(Reuters) - IT services provider Cognizant Technology Solutions Corp said it was conducting an internal investigation into possible violations of U.S. anti-corrupt practices laws related to payments in India, sending its shares tumbling on Friday.
Cognizant also said President Gordon Coburn had resigned and would be replaced by Rajeev Mehta, the head of IT services.
The company, which gave no reason for Coburn's departure, did not immediately respond to a query on whether it was linked to the probe. (http://bit.ly/2dqfNXB)
Cognizant's shares fell as much as 17.4 percent to $45.44, wiping out about $5.8 billion of market value.
The stock's drop was the biggest in more than four years and took it to its lowest since October 2014.
Cognizant said the investigation was looking at whether certain payments related to Cognizant facilities in India violated the U.S. Foreign Corrupt Practices Act and other laws.
Cognizant is based in Teaneck, New Jersey but about three-quarters of its employees are in India.
The investigation is focused on a small number of company-owned facilities, Cognizant said in a regulatory filing.

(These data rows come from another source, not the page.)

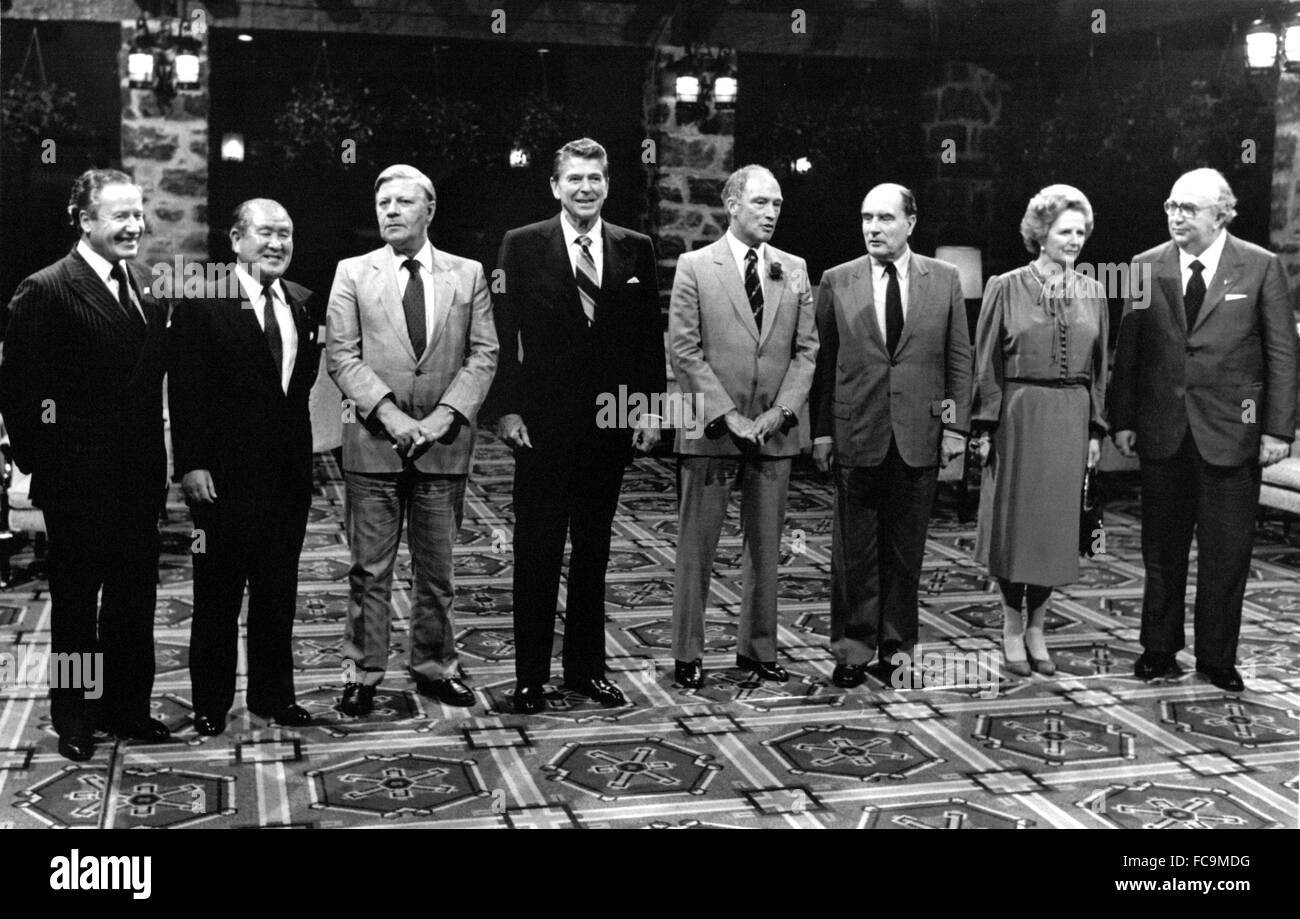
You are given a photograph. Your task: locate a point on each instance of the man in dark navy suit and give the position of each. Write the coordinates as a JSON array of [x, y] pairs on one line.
[[581, 302], [81, 390], [243, 362]]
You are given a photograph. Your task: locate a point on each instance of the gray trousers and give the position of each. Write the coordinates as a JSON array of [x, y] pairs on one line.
[[705, 485], [377, 506]]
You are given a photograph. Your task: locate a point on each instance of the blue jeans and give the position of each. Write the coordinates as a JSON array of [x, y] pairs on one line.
[[376, 507]]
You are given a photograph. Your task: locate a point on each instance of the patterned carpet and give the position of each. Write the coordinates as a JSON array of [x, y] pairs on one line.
[[969, 748]]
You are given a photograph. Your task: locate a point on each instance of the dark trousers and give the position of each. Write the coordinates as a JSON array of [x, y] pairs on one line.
[[1181, 495], [558, 494], [111, 543], [255, 543], [882, 514]]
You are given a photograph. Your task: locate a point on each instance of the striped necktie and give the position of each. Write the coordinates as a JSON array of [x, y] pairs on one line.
[[588, 285], [754, 287]]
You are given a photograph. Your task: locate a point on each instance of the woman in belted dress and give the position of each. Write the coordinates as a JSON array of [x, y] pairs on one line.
[[1040, 381]]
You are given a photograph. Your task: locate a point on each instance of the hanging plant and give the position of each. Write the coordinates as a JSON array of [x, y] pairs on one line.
[[324, 126], [33, 111]]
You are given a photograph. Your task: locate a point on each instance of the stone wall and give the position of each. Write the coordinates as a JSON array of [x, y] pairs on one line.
[[963, 108], [165, 150], [693, 159]]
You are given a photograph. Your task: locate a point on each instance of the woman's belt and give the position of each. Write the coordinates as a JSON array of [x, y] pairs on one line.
[[1054, 382]]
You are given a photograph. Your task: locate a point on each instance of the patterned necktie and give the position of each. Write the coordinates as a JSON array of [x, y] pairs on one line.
[[754, 287], [588, 286], [271, 328], [893, 307], [412, 304], [124, 294], [1195, 295]]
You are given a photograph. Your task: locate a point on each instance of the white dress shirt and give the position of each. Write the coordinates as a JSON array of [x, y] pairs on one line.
[[284, 316], [104, 269], [880, 285], [1209, 258], [425, 258], [575, 251], [740, 250]]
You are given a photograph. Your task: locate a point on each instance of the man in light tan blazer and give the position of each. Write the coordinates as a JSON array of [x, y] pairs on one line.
[[412, 347], [742, 343]]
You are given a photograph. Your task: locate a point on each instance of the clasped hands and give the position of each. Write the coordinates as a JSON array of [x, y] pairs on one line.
[[755, 430], [1272, 449], [514, 432], [411, 437]]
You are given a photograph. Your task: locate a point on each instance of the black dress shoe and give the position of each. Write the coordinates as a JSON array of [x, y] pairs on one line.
[[209, 725], [450, 692], [765, 670], [358, 699], [1156, 664], [1223, 677], [846, 676], [290, 716], [529, 699], [77, 748], [689, 675], [599, 690], [147, 729]]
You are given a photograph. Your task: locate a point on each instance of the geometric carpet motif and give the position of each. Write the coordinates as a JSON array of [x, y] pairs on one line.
[[963, 746]]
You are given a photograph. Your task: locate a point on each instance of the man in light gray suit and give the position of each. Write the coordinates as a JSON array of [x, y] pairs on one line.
[[742, 343], [412, 347], [889, 404]]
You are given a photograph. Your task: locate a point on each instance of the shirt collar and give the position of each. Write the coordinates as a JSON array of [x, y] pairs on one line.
[[99, 264], [424, 256], [571, 234], [902, 264], [740, 250], [1209, 258], [252, 287]]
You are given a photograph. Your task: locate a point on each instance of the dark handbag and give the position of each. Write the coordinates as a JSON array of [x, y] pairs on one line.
[[1092, 530]]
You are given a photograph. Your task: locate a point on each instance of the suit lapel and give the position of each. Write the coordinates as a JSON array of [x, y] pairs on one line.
[[728, 276], [862, 298], [1229, 271], [1170, 278], [774, 291], [918, 298], [255, 341], [94, 291], [388, 291]]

It said it could not predict the impact on its financial results.
Cognizant said it had notified the Department of Justice and the U.S. Securities and Exchange Commission about the probe.
Citigroup downgraded Cognizant's stock to "neutral" from "buy", citing the investigation.
"It is too early to know more specifics, but the possible violations appear to be quite serious, especially given the resignation ...", Citigroup analysts wrote in a client note.
U.S. authorities said on Thursday that Och-Ziff Capital Management Group LLC would pay $412 million to resolve probes into the hedge fund's role in bribing officials in several African countries.